Fred_DM: isn't that what happens to every game that tries to go up against World of Warcraft?
I think the problem is that a lot of MMOs tried to go up against WoW by essentially out WoW-ing WoW. As games like Guild Wars 2, EVE and Tera Online show, you can still be successful in a market with WoW present; the only key thing is to not try to copy WoW.
Tizzysawr: I don't see it as a huge issue even when I play SWTOR myself. It's not really a signal that the game sucks (Though it is not without its issues or glaring omissions), but more of a result of the current MMO landscape where there are too many games competing for too few gamers.

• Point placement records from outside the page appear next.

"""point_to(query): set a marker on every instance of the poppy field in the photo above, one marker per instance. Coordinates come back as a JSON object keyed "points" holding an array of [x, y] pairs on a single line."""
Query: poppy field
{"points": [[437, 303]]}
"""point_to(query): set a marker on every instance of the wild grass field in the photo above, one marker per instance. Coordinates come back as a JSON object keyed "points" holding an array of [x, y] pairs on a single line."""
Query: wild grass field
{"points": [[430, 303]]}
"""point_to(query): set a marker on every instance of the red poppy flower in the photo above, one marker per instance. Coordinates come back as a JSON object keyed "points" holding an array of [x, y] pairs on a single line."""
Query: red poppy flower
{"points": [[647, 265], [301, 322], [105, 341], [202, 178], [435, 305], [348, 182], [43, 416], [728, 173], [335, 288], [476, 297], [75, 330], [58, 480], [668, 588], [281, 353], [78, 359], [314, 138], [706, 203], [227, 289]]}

In other words, the bubble is kind of about to burst. Come back in a couple of years and there will only be a few big MMOs, many will have died (Age of Conan and Vanguard, for example) and many more will have gone F2P in attempts to stay afloat, some of them also dying after that. I do believe, however, that a few of them will still be around and relatively big (GW2, SWTOR, WoW, EVE and RIFT, for example), but the amount of MMOs released a year will greatly decrease (And that's a good thing - Remember when the launch of a MMO was an event?) and most will stop trying to be "WoW killers"; instead aiming for smaller numbers (1-2 million subscribers is more than enough to keep most games both afloat and with constant updates; RIFT is said to be doing fine with about 700k though that's just a wild estimate).
I think the bubble already has burst. The fact that WoW is chronically bleeding subscriptions, and the discouraging numbers seen with SW:TOR (the "last of the WoW-type MMOs") are proof positive of that.